The global diamond industry has changed significantly in recent decades, not least in terms of its spatial configuration across the globe. This presentation first reviews some of those changes, but focuses on their material manifestations in northern Canada as Canadian diamonds are constructed as ethical alternatives to African ‘conflict diamonds.’ This study is based upon focus groups conducted in Kugluktuk, Nunavut to illustrate local perceptions of and responses to the Canadian diamond industry. Such perspectives are crucial to better inform and historicize industry mobilizations of ‘fair trade’ rhetoric to market Canadian diamonds.
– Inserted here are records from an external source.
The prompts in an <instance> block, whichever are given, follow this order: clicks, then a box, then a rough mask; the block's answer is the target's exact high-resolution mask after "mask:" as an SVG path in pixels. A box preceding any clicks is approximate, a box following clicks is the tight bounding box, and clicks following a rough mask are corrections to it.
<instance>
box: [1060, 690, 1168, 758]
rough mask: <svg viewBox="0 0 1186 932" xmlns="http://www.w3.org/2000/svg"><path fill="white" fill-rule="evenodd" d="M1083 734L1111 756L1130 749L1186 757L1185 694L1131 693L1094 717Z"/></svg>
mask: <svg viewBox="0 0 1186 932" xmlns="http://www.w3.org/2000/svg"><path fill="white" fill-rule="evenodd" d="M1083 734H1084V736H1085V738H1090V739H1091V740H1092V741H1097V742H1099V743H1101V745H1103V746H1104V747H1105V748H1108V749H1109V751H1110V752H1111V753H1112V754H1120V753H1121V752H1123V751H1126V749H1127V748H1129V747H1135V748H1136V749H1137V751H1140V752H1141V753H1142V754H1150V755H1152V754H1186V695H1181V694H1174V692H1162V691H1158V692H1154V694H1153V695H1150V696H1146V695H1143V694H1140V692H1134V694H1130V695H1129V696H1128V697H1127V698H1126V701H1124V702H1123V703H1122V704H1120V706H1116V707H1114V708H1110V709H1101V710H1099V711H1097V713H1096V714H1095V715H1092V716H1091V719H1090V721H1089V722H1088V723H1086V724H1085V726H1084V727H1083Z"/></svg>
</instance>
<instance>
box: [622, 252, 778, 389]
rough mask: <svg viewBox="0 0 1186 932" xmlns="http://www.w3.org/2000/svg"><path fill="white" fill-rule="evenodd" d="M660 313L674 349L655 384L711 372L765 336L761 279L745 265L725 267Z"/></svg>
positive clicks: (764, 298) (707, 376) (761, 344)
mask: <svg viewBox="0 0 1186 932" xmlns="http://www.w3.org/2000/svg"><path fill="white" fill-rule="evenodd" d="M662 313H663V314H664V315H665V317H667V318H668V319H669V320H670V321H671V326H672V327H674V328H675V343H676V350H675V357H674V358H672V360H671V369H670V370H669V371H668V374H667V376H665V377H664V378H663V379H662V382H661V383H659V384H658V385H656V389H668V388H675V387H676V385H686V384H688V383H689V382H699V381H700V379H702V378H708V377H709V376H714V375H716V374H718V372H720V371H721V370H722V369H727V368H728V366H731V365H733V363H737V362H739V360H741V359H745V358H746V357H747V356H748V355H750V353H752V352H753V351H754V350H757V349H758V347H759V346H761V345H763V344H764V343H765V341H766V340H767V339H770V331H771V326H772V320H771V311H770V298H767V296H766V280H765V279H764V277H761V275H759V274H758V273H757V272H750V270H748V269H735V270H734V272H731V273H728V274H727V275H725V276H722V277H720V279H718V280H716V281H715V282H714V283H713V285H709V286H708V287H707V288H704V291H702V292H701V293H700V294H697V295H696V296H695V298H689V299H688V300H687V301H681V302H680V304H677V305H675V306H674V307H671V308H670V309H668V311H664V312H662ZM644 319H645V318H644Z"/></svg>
Fair trade rhetorics often rely on consumer anxieties about social justice, anxieties which need to be seen in the context of both positive and negative perceptions in Inuit communities about long term cultural and social change. This is important in order to more fully understand meaning and power within diamond commodity chains. Doing so helps show ‘ethical consumption’ as part of an ongoing process of commoditization rather than as a consumer-directed social movement. Putting the issues in these terms also helps analyze how power is mobilized at multiple sites and multiple spatial and temporal scales, and how this morphs onto local realities in Kugluktuk. To learn more about Nunavut, visit: http://en.wikipedia.org/wiki/Nunavut

 

Speaker Bio

Kolson Schlosser obtained a PhD in Penn State’s Department of Geography in 2007, and is currently a visiting assistant professor in the Department of Geography, Geology and Environment at Slippery Rock University. His current research focuses on the political ecology of mineral resource extraction in northern North America, particularly as it intersects with the global diamond industry, though he has also published on the topics of oil development in Alaska, theories of bio-politics, and nationalism. His dissertation at Penn State was a historical geography of population-resource theory as it impacted U.S. foreign policy in the early Cold War.